Fast Five Quiz: Shingles

William James, MD

Disclosures

December 11, 2019

Diagnosis of herpes zoster (shingles) is primarily based on the history and physical findings—specifically, the characteristic location and appearance of the skin eruption in association with localized pain. Systemic manifestations are uncommon and are usually confined to patients in whom the immune system has been compromised by other disease processes or chemotherapy. In most patients, confirming the diagnosis via laboratory testing usually has no use, because most tests are time consuming, lack specificity, or are unavailable outside of research facilities. In selected patient populations, however, the presentation can be atypical and may require additional testing. This is particularly true in immunocompromised patients. When acute diagnostic confirmation is desired, such tests as direct fluorescent antibody testing or polymerase chain reaction (if available) are preferred.

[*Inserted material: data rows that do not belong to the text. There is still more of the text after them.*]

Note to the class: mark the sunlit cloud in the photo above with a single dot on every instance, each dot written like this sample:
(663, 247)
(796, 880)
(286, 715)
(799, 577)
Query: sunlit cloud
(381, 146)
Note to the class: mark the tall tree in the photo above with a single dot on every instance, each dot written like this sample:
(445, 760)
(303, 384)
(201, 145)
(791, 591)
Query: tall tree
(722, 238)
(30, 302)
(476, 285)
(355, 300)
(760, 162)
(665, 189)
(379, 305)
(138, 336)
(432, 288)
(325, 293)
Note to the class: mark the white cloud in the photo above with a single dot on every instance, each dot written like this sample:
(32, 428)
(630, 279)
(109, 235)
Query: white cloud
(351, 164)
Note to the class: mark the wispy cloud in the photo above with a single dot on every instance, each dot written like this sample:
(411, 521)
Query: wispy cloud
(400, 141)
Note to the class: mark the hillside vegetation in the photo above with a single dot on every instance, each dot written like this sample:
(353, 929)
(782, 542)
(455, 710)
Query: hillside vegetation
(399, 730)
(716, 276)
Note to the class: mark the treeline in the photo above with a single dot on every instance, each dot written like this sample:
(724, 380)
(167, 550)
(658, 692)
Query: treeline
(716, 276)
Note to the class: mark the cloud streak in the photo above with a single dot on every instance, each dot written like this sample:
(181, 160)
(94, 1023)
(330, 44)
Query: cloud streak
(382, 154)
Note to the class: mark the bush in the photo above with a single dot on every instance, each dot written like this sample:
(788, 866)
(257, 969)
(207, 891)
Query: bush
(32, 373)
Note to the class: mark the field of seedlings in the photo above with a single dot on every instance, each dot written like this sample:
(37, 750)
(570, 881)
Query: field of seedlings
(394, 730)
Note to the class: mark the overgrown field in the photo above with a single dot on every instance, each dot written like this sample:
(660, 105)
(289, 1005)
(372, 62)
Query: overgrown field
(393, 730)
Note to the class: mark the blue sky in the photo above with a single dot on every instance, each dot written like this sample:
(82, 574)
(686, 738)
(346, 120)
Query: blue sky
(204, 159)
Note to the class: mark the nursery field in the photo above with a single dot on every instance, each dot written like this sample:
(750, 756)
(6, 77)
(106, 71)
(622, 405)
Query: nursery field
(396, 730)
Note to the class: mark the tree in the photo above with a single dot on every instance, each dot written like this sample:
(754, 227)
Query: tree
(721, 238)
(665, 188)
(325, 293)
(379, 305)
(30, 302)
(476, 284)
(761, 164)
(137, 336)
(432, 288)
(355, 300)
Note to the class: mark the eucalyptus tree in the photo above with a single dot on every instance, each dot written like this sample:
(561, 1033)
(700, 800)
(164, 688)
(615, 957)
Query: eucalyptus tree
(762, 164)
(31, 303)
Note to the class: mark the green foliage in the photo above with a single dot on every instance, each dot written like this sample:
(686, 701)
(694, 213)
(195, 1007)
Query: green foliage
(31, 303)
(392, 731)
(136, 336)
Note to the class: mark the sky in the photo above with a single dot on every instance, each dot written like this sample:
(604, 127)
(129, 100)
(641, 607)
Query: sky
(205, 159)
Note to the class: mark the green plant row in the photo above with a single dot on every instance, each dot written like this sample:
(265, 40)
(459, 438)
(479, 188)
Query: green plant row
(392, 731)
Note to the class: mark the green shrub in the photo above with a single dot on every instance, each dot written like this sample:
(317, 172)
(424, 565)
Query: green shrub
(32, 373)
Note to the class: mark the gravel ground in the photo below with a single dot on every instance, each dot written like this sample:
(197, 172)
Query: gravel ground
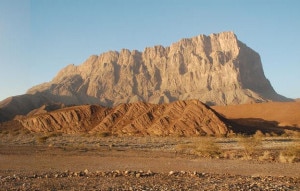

One of the least expensive and simplest laboratory diagnostic methods for VZV and other herpesviruses is the Tzanck smear. The Tzanck smear is performed by obtaining a scraping from the base of a fresh vesicular lesion after it has been unroofed, spreading and drying the collected material on a glass slide, staining the result with Giemsa, and examining the material with a microscope for the characteristic presence of multinucleated giant cells. The Tzanck smear confirms that the lesion is herpetic but cannot differentiate between VZV and other herpesviruses. Furthermore, this test has a limited sensitivity compared with other diagnostic methods, such as polymerase chain reaction assay. Therefore, a negative result does not rule out a herpes virus infection and should not preclude empirical treatment in patients.

No imaging tests are indicated in typical cases of cutaneous herpes zoster infection. MRI may be used in cases of myelopathy or encephalopathy as a means of excluding other etiologies.

Because the diagnosis can almost always be made on clinical grounds, skin biopsy is seldom necessary; as a rule, it is reserved for cases that are difficult to diagnose (eg, atypical lesions). On rare occasions when skin biopsy is necessary, histologic findings are similar to those of herpes simplex and varicella. Ballooning degeneration and acantholysis of keratinocytes result in an intraepidermal vesicle. Multinucleated giant cells with accentuation of nuclear material at the periphery of nuclei are characteristic.